In conclusion, our study shows that the gastrointestinal flora of patients who have just been admitted to ICU harbored blaTEM, blaSHV, and blaCTX-M ESBL genes, which increased the risk of transmission among critically ill patients in ICU. Faecal screening of ESBL-PE may be considered for patients who have a risk factor of ESBL-PE colonization before being admitted to ICU. Considering the antibiogram and genotype characteristics of ESBL-PE among screening isolates, especially in a patient who has just been admitted to ICU, is necessary to adopt using suitable controlling tools to prevent further spread of resistance genes in this organism in the hospital setting.

LIST OF ABBREVIATIONS

ESBLs  = Extended-Spectrum β-Lactamases
ESBL-PE  = Extended-Spectrum β-lactamases Producing Enterobacteriaceae
ICU  = Intensive Care Units
DNA  = Deoxyribonucleic Acid
PCR  = Polymerase Chain Reaction
MDRO  = Multi Drug Resistance Organisms
CLSI  = Clinical and Laboratory Standard Institute
bp  = Base Pair
TBE  = Tris-Borate-EDTA
S  = Sample
M  = Marker
NC  = Negative Control

ETHICS APPROVAL AND CONSENT TO PARTICIPATE

The study has been approved by the Committee of Ethical Research of Udayana University, Indonesia (Number 36/UN14.2.2.VII.14/LP/2019).

HUMAN AND ANIMAL RIGHTS

No animals were used in this research.

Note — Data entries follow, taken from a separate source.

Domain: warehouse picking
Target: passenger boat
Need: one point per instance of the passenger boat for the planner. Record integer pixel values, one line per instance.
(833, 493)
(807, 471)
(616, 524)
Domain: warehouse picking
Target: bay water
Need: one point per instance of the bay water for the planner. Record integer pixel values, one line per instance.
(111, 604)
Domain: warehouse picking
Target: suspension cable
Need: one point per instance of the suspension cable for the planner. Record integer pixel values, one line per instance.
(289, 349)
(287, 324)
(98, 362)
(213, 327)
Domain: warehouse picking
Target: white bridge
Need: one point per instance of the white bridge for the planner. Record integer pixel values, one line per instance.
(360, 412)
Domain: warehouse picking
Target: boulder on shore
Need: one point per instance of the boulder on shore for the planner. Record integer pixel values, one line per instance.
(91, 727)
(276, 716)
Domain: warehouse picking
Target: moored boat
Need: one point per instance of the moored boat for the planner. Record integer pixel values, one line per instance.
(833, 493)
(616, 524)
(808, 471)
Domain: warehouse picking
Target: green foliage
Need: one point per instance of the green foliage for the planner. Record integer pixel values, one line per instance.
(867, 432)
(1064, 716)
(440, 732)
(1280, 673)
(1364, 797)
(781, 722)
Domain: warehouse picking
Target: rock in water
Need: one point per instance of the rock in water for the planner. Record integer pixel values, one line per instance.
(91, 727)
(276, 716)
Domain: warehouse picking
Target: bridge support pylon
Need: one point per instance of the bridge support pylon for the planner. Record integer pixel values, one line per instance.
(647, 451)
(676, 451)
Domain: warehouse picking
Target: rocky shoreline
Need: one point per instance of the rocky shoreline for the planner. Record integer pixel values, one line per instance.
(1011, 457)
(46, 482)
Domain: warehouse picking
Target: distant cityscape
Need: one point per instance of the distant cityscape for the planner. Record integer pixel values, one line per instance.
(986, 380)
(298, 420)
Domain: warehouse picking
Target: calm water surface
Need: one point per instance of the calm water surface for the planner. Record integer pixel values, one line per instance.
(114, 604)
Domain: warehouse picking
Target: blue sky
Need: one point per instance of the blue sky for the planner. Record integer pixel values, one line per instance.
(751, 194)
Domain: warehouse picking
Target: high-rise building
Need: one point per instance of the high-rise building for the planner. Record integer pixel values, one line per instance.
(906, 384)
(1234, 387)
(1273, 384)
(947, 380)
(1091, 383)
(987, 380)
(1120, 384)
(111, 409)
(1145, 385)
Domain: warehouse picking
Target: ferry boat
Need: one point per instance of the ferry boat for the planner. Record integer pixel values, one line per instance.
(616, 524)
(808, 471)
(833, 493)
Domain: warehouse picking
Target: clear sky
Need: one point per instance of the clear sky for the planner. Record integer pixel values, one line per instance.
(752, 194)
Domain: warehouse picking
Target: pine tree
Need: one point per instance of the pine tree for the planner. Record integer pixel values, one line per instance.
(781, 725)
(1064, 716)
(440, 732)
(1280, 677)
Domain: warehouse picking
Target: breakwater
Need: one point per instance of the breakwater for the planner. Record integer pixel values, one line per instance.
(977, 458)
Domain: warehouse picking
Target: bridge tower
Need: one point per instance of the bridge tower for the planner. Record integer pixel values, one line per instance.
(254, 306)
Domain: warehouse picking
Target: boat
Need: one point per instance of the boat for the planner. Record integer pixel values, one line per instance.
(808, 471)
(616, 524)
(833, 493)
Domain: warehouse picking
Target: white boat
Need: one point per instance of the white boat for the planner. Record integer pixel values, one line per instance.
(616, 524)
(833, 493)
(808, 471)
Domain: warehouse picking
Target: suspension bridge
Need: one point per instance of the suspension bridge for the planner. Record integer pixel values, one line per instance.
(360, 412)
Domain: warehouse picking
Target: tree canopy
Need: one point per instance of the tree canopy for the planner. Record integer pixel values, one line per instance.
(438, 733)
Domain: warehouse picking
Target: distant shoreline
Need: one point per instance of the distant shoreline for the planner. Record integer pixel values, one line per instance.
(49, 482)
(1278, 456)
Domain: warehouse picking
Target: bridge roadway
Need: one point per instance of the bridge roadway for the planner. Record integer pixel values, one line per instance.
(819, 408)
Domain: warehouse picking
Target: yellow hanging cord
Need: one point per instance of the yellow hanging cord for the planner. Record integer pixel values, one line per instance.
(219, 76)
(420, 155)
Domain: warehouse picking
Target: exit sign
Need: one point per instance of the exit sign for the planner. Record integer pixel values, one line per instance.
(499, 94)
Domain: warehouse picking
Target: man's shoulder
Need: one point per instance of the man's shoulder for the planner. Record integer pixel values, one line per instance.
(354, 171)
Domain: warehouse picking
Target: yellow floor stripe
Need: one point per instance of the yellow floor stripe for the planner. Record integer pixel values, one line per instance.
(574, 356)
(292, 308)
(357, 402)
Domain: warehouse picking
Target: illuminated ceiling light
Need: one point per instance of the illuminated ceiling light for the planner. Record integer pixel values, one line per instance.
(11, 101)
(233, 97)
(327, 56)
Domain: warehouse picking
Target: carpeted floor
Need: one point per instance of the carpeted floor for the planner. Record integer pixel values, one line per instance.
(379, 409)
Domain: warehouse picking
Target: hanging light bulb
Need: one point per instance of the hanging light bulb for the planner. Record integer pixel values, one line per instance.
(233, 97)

All human research procedures were followed in accordance with the ethical standards of the committee responsible for human experimentation (institutional and national), and with the Helsinki Declaration of 1975, as revised in 2013.

CONSENT FOR PUBLICATION

All patients provided informed consent in accordance with the relevant regulations in Sanglah general hospital, Denpasar, Bali.

AVAILABILITY OF DATA AND MATERIALS

All data generated or analyzed during this study are included within the article.

FUNDING

None.

CONFLICT OF INTEREST

There is no conflict of interest for any of the authors regarding this article.

ACKNOWLEDGEMENTS

The authors thank Ni Made Adi Tarini, (Clinical Microbiology Medical Doctor, Head of Clinical Microbiology Laboratory Department Sanglah General Hospital), Nyoman Sri Budayanti, Clinical Microbiologist, Ni Wayan Nilawati (Clinical Microbiology Laboratory Sanglah General Hospital Staff), Wahyu Hidayati, Ni Wayan Eka Putri Gayatri Kastawa, and Gede Ngurah Rsi Suwardana, (Molecular Microbiology Staff) for their technical support.